The script is a tedious exercise in sophomoric screenwriting clichés. Heavily reliant on narration, the film’s underwritten supporting cast exists as a foil for Milk’s speechmaking. In an effort to gin up drama where none exists, the movie steals the opera motif from Philadelphia (another message movie that could have ran at 3pm on ABC), and creates a subplot wherein Dan White, Milk’s eventual assassin, is a closeted homosexual.

Oh, and the movie even ends in a candlelight vigil. Didn’t see THAT coming.

There is no reference to the Jim Jones affiliation, even though the Jonestown Massacre itself impacts the plot line ***SPOLIER ALERT*** Dan White snuck into city hall through the basement to avert metal detectors installed the day after the suicides, and would likely have otherwise been flagged by security. ***END SPOILER ALERT*** No mention is made of his publicly outing homosexuals who did not wish to be outed.

Plot points are introduced, then quickly discarded. Consider the scene featuring Milk’s new campaign manager, who is (gasp) a woman. After some pointed glances and a quick introduction, Milk tells her that he has been looking for a real dyke to keep the campaign in line. She responds by saying “well, you got her”. The scene abruptly ends, and she isn’t heard from for another thirty minutes.

Harvey’s main squeeze, Scott Smith is, apparently, the most boring human being ever to have lived. In an apparent effort to imbue some sort of chemistry between the two, they have cake fights. Cake fights happen in Kate Hudson movies, when the director realizes he doesn’t have any interesting material to work with.

Of course, all the boredom and whitewashing is standard operating procedure for the Hollywood biopic. But that’s the point. This SOP biopic was one of the most critically acclaimed films of the year. Why? Politics.

Milk’s climax revolves around California’s Prop 6 initiative in 1978, which would have mandated the firing of homosexual teachers AND anyone who supported them. Film critics inevitably drew a comparison between Prop 6 and the recently passed Prop 8, which defined marriage as a union between a man and a woman.

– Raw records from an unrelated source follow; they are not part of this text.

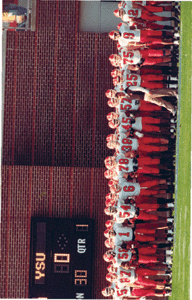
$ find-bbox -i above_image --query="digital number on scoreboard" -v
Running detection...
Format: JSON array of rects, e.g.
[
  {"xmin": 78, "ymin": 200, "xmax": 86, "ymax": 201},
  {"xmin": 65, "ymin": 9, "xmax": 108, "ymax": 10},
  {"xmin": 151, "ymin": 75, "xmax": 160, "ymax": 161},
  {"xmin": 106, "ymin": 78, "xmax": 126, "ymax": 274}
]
[{"xmin": 29, "ymin": 217, "xmax": 94, "ymax": 299}]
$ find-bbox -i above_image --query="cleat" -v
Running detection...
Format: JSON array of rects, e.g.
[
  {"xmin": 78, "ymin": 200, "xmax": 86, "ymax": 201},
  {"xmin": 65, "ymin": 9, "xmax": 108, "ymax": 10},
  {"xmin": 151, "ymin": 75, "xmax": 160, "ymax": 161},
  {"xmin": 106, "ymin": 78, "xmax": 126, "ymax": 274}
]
[
  {"xmin": 168, "ymin": 237, "xmax": 173, "ymax": 242},
  {"xmin": 165, "ymin": 292, "xmax": 172, "ymax": 297},
  {"xmin": 166, "ymin": 255, "xmax": 173, "ymax": 264},
  {"xmin": 174, "ymin": 40, "xmax": 179, "ymax": 45},
  {"xmin": 167, "ymin": 218, "xmax": 174, "ymax": 223},
  {"xmin": 172, "ymin": 107, "xmax": 177, "ymax": 116},
  {"xmin": 166, "ymin": 270, "xmax": 172, "ymax": 277},
  {"xmin": 167, "ymin": 202, "xmax": 174, "ymax": 208},
  {"xmin": 174, "ymin": 32, "xmax": 180, "ymax": 38}
]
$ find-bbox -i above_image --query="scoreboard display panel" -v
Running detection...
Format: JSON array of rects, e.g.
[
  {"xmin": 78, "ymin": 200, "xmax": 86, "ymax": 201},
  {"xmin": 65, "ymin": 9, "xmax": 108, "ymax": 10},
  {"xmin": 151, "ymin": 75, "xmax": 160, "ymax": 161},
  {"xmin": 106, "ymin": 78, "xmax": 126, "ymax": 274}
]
[{"xmin": 29, "ymin": 217, "xmax": 94, "ymax": 299}]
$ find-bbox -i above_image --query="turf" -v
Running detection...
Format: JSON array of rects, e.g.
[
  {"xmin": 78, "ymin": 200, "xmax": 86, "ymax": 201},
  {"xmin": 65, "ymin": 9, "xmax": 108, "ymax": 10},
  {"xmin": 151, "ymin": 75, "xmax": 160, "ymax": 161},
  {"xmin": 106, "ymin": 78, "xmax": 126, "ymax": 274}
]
[{"xmin": 169, "ymin": 2, "xmax": 191, "ymax": 300}]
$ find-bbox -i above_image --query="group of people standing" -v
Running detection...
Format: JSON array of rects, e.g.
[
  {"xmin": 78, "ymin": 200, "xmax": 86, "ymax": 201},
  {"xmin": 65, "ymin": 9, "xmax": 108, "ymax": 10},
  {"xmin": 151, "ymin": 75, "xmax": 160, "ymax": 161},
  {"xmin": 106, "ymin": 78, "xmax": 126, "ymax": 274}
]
[{"xmin": 102, "ymin": 1, "xmax": 180, "ymax": 299}]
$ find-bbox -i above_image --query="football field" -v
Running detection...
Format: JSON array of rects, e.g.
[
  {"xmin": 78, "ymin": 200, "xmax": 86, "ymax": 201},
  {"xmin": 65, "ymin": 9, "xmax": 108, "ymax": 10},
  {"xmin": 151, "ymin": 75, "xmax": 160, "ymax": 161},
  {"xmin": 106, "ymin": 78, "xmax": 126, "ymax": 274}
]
[{"xmin": 170, "ymin": 2, "xmax": 191, "ymax": 300}]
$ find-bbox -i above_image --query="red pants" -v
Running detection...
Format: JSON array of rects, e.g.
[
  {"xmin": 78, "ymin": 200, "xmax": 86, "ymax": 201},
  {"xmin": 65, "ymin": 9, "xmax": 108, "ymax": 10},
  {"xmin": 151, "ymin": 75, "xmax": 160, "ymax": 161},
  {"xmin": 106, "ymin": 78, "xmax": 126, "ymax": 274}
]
[
  {"xmin": 137, "ymin": 203, "xmax": 160, "ymax": 210},
  {"xmin": 137, "ymin": 268, "xmax": 159, "ymax": 276},
  {"xmin": 139, "ymin": 101, "xmax": 162, "ymax": 111},
  {"xmin": 136, "ymin": 222, "xmax": 160, "ymax": 230},
  {"xmin": 140, "ymin": 32, "xmax": 163, "ymax": 44},
  {"xmin": 141, "ymin": 11, "xmax": 167, "ymax": 22},
  {"xmin": 141, "ymin": 49, "xmax": 165, "ymax": 58},
  {"xmin": 138, "ymin": 157, "xmax": 160, "ymax": 166},
  {"xmin": 135, "ymin": 196, "xmax": 159, "ymax": 205},
  {"xmin": 141, "ymin": 74, "xmax": 166, "ymax": 89},
  {"xmin": 136, "ymin": 227, "xmax": 156, "ymax": 234},
  {"xmin": 137, "ymin": 210, "xmax": 158, "ymax": 221},
  {"xmin": 138, "ymin": 137, "xmax": 166, "ymax": 152},
  {"xmin": 138, "ymin": 247, "xmax": 157, "ymax": 255},
  {"xmin": 140, "ymin": 179, "xmax": 160, "ymax": 188},
  {"xmin": 142, "ymin": 124, "xmax": 160, "ymax": 132},
  {"xmin": 141, "ymin": 80, "xmax": 164, "ymax": 89},
  {"xmin": 135, "ymin": 232, "xmax": 155, "ymax": 242},
  {"xmin": 131, "ymin": 288, "xmax": 156, "ymax": 297},
  {"xmin": 136, "ymin": 274, "xmax": 159, "ymax": 287},
  {"xmin": 143, "ymin": 57, "xmax": 169, "ymax": 66},
  {"xmin": 138, "ymin": 166, "xmax": 160, "ymax": 174},
  {"xmin": 147, "ymin": 1, "xmax": 168, "ymax": 5},
  {"xmin": 145, "ymin": 5, "xmax": 164, "ymax": 12},
  {"xmin": 146, "ymin": 22, "xmax": 164, "ymax": 30},
  {"xmin": 138, "ymin": 254, "xmax": 158, "ymax": 264},
  {"xmin": 139, "ymin": 189, "xmax": 159, "ymax": 196},
  {"xmin": 140, "ymin": 116, "xmax": 161, "ymax": 132},
  {"xmin": 142, "ymin": 74, "xmax": 165, "ymax": 81},
  {"xmin": 141, "ymin": 30, "xmax": 163, "ymax": 39},
  {"xmin": 141, "ymin": 68, "xmax": 162, "ymax": 75}
]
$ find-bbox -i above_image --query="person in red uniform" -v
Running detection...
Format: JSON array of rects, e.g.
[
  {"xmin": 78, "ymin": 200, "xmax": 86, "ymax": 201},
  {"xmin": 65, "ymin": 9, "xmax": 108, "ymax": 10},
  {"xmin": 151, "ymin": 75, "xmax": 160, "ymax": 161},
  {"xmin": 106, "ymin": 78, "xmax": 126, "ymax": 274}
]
[
  {"xmin": 118, "ymin": 1, "xmax": 174, "ymax": 12},
  {"xmin": 106, "ymin": 267, "xmax": 168, "ymax": 289},
  {"xmin": 111, "ymin": 68, "xmax": 168, "ymax": 90},
  {"xmin": 109, "ymin": 53, "xmax": 172, "ymax": 69},
  {"xmin": 106, "ymin": 90, "xmax": 163, "ymax": 112},
  {"xmin": 106, "ymin": 112, "xmax": 170, "ymax": 134},
  {"xmin": 106, "ymin": 134, "xmax": 169, "ymax": 154},
  {"xmin": 113, "ymin": 2, "xmax": 179, "ymax": 24},
  {"xmin": 105, "ymin": 86, "xmax": 176, "ymax": 115},
  {"xmin": 102, "ymin": 286, "xmax": 171, "ymax": 298},
  {"xmin": 109, "ymin": 23, "xmax": 174, "ymax": 46}
]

Setting aside the question of whether a film becomes better by virtue of its fortuitous release date, the two proposals were wildly different. Prop 6 was an obvious infringement upon free speech and civil liberty. It would have led to witch hunts and mass firings throughout the school system. It was even opposed by Ronald Reagan (to its credit, the film actually mentions this) and probably didn’t need Milk’s opposition in order to fail. Prop 8 was a question of whether to reconfigure an existing privilege (marriage is not a right, by any definition of the term) to apply to a broader population.

As such, I’m left to evaluate the film on the merits, and the film does have some. Director Gus Van Sant does a great job of placing these events in the context of a legitimate civil rights movement. He artfully recreates the look and feel of the Castro district in the 1970s, and accomplishes the difficult task of making crowd scenes look authentic.

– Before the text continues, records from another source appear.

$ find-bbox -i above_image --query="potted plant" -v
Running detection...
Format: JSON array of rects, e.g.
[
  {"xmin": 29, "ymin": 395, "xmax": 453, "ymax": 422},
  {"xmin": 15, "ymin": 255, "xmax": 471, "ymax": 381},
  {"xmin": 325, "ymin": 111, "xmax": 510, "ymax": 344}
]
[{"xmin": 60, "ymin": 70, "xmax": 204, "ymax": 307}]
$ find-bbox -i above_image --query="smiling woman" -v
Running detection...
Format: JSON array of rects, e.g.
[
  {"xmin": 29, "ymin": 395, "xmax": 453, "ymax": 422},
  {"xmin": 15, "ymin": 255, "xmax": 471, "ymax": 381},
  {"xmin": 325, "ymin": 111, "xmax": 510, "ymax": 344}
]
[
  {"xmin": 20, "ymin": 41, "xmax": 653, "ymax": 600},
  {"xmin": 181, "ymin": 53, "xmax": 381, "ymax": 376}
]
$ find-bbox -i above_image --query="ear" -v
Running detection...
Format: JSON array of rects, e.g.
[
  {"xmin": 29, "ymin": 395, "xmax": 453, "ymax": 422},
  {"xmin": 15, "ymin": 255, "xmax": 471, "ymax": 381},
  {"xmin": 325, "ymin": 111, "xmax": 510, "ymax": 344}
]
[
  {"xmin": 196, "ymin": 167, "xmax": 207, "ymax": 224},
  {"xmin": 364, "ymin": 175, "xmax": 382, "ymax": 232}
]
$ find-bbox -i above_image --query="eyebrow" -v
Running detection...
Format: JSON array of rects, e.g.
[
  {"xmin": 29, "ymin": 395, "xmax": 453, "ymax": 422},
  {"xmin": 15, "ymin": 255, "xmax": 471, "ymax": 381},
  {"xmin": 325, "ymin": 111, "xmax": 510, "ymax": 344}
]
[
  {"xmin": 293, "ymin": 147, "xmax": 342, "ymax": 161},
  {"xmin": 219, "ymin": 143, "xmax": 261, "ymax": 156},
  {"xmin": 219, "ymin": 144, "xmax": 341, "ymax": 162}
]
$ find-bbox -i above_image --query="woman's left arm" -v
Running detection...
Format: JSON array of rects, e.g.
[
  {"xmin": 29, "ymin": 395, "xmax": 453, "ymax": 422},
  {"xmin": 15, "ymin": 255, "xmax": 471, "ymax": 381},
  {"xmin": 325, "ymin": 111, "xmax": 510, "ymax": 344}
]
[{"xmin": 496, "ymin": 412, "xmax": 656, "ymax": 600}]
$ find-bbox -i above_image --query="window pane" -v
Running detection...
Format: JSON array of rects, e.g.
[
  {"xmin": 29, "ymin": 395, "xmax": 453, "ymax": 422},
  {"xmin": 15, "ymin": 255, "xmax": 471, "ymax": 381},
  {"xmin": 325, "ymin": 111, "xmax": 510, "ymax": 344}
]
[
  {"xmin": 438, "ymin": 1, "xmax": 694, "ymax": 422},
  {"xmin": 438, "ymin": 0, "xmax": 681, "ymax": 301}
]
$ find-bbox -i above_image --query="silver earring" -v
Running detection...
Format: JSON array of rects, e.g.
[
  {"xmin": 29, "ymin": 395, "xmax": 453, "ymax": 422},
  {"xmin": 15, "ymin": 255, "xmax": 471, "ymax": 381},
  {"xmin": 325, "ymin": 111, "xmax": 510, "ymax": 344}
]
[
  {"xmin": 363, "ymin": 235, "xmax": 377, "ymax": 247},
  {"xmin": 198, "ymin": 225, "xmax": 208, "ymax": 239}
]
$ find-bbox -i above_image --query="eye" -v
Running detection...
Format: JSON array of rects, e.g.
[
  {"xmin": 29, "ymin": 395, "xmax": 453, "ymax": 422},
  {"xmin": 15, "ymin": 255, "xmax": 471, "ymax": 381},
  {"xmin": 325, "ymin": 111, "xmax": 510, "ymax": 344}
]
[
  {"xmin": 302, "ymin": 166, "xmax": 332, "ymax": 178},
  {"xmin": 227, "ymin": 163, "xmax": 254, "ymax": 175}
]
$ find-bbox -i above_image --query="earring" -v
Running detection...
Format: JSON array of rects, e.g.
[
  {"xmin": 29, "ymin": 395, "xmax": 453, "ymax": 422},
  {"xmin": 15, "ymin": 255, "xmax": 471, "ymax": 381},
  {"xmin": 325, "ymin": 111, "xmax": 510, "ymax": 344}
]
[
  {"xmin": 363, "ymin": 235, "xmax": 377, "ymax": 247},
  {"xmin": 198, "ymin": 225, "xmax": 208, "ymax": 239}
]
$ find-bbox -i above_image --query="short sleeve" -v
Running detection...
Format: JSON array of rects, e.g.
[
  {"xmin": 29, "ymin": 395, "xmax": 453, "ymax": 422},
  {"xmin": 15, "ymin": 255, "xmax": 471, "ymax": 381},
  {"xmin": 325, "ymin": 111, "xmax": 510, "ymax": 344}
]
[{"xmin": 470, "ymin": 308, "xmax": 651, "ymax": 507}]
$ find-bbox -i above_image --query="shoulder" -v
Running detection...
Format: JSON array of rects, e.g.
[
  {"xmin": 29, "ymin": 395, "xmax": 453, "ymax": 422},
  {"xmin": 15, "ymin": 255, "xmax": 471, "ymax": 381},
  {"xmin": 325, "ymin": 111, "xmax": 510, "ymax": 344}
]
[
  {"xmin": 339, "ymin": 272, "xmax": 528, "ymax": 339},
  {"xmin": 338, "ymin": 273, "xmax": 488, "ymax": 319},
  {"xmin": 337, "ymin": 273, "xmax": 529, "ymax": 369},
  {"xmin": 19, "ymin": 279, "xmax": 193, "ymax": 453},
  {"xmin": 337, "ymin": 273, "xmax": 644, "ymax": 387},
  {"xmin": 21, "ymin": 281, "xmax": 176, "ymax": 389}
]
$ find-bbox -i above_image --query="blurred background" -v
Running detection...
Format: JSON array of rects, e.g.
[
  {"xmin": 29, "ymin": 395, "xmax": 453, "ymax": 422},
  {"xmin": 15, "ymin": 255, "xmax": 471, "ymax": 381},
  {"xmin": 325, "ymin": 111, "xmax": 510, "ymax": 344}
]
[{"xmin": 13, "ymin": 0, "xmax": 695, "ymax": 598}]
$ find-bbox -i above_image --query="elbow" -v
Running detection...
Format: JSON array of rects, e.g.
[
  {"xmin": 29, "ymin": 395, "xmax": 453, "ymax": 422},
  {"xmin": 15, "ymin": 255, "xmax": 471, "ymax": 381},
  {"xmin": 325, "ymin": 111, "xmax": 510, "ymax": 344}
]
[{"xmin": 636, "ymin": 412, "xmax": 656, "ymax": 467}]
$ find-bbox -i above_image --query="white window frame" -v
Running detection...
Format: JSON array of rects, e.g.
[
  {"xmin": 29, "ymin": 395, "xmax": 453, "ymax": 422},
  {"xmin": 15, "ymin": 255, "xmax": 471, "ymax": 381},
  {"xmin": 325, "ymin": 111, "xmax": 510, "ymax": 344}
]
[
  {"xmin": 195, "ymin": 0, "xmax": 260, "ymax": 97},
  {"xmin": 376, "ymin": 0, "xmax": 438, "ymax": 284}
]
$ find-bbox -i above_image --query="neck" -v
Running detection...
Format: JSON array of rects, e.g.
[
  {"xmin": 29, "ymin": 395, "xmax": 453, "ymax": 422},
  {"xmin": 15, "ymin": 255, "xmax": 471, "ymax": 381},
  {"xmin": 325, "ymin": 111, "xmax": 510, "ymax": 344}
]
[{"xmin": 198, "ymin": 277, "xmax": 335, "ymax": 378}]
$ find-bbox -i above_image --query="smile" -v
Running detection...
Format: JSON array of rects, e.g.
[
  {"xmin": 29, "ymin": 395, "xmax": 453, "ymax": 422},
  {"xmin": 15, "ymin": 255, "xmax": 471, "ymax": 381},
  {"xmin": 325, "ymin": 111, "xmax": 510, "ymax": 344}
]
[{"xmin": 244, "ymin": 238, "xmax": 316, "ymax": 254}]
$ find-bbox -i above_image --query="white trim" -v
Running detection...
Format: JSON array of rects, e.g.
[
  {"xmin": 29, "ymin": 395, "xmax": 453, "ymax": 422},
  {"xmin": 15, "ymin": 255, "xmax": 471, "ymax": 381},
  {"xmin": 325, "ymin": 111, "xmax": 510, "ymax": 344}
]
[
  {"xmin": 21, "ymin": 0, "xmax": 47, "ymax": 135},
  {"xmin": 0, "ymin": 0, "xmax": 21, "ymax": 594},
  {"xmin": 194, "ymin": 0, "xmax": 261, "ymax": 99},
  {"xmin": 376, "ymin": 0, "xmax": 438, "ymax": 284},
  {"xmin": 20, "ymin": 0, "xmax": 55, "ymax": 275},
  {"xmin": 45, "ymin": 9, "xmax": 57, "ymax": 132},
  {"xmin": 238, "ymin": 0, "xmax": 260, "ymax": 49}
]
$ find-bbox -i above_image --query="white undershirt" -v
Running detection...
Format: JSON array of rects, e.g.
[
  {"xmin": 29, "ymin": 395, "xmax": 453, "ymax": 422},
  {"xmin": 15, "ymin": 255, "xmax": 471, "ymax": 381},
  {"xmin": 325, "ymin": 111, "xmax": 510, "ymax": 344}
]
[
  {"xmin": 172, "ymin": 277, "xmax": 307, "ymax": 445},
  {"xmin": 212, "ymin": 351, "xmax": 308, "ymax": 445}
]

Sean Penn, to his credit, refines his indulgent impulses that usually make him unbearable to watch. Even at the end, when the script gives him the Oscar-preening trifecta (death of a lover reaction, big speech, death scene), he stays in character and does not overact. James Franco and Emil Hirsch do well with what very little they have, though the same cannot be said for a wooden Josh Brolin, whose appeal eludes me generally.

Hollywood has shown that it can make movies about homosexual characters (see, for example Brokeback Mountain). In a sense, Hollywood still has yet to make a movie about Harvey Milk. This is the story of a political movement, and about how awesome that movement is. But hagiography is boring; the fact that Milk scarcely registered at the box offices demonstrates as much.